Would post pix but its white and photos just don't show the lack of TLC damage done by the sun well.

Is it worth the time and effor to DIY restore it.. I'm thinking clean it, serious sanding, prime and roll on paint. I don't have air tools, or even a sander/grinder.

I've seen a few different basic plan on how to do this, even one on this site long ago that I can;t seem to find using the search fields.

Couple questions for them what have done it. I know its probably like a car I'll put in more $$, aggravation, and time than I'll get out of it.
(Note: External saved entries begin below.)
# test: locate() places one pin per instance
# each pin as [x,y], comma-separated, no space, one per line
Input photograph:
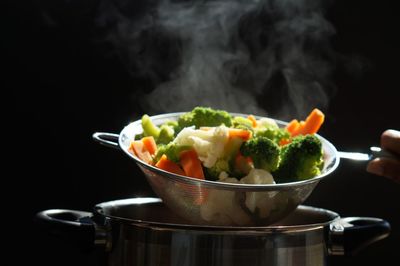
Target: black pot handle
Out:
[76,227]
[347,236]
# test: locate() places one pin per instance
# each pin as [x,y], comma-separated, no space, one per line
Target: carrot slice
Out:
[150,144]
[165,164]
[139,149]
[191,164]
[253,120]
[313,122]
[192,167]
[293,126]
[241,133]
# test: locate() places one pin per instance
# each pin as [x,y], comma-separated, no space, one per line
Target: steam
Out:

1) Whats better for the job an angle or palm style grinder/sander (inexpensive) ?
2) Would you prime the gelcoat after sanding or just paint ?
3) Any recommendations on a good solid tuff paint than can be rolled on and give similar tuff-ness to original gel-coat.

There must be a simple summary ten step process as a base starting point.


----------



## yobata (Jul 14, 2015)

krash said:


> How old, faded, and dilapidated is to much to repair ?
> 
> I have an old hull, maybe 10-12 years old, its gelcoat/fiberglass hand laid build, and has bee basically sitting out in the full sun upside down in the back-yard rain and shine for 6 years in my posession. It was not been taken care of very well and has spider web like micro-cracks and is very faded.
> 
> ...


I don't know that I would paint it if its is gel coat. Just sand it and use gel coat again. You can roll on many gel coats. You can get an orbital sander from Harbour Freight for $20


----------



## Guest (May 8, 2018)

yobata said:


> I don't know that I would paint it if its is gel coat. Just sand it and use gel coat again. You can roll on many gel coats. You can get an orbital sander from Harbour Freight for $20


Yobata has it, if it’s stress cracked just knock it down with some 80 grit on a da and roll on some brushable gel coat. Before sanding make note of where the stress-cracks are and try to reinforce these areas. If the whole boat is stress cracked then I’d look into a paint that has some flex. You can buy flex agent for 2k paints, it’s used on the plastic bumper covers to reduce cracking. Being a kayak, I am assuming it was laid up pretty thin.


----------



## Guest (May 8, 2018)

Forgot to mention, if you go with paint you’ll want to prime. Also, work the spider cracks in the gel good before priming so they don’t show through the paint.


----------



## krash (Jan 9, 2007)

Yes it was laid up pretty thin, that was part of the original problem.. it was actually an intentional light build for someone but to flexible for me... 6+ years ago I opened it up and added a layer or 2 of cloth inside the hull to strengthen it.

I'd prefer to roll on a gelcoat rather than paint if I find a good product that can be roll & tipped. 
The oxidation and spider cracks are to much to just wet-sand and/or polish out.

Any suggestions, recommendations, on either an angle or palm style DA sander, and/or paintable gel-coat. I've done some small area gel-coat patching on this hull, and a few others with the gel-coat patch kits from West Marine, but have no way lay it out and vacuum bag seal it so the gel-coat will dry properly.


----------



## Guest (May 9, 2018)

Add wax additive or duratec to your gelcoat and it will cure hard. If it flexes a lot the new gel will crack again. The harbor freight tools are ok for a one timer, some last longer than expected though. If you wanna buy a sander you can use reliably for a lot of projects then stick to the name brands. As far as rolling and tipping, gel is not going to come out like paint. Your gonna have to put down about 20-25mils thick then wetsand and buff to get a nice finish.


----------



## yobata (Jul 14, 2015)

I have owned a dual orbital sander from harbour freight for 2+ years now, and for $20 it was well worth it even if it breaks tomorrow... if I was sanding all the time, I'd buy Bosch


----------



## krash (Jan 9, 2007)

How/When do you make the decision to try polishing compounds vs. sand. fill, and re-gelcoat and/or paint ?


----------



## Guest (May 11, 2018)

If it is all stressed cracked then no amount of polishing will cure. It will need repaired. If faded, then some wet sanding and buffing usually takes care of it. I will usually test a few spots on a big project to make sure it’s all going to buff out, hate to complete half of boat just to find out the other half is too far gone for a wet sand and buff job.


----------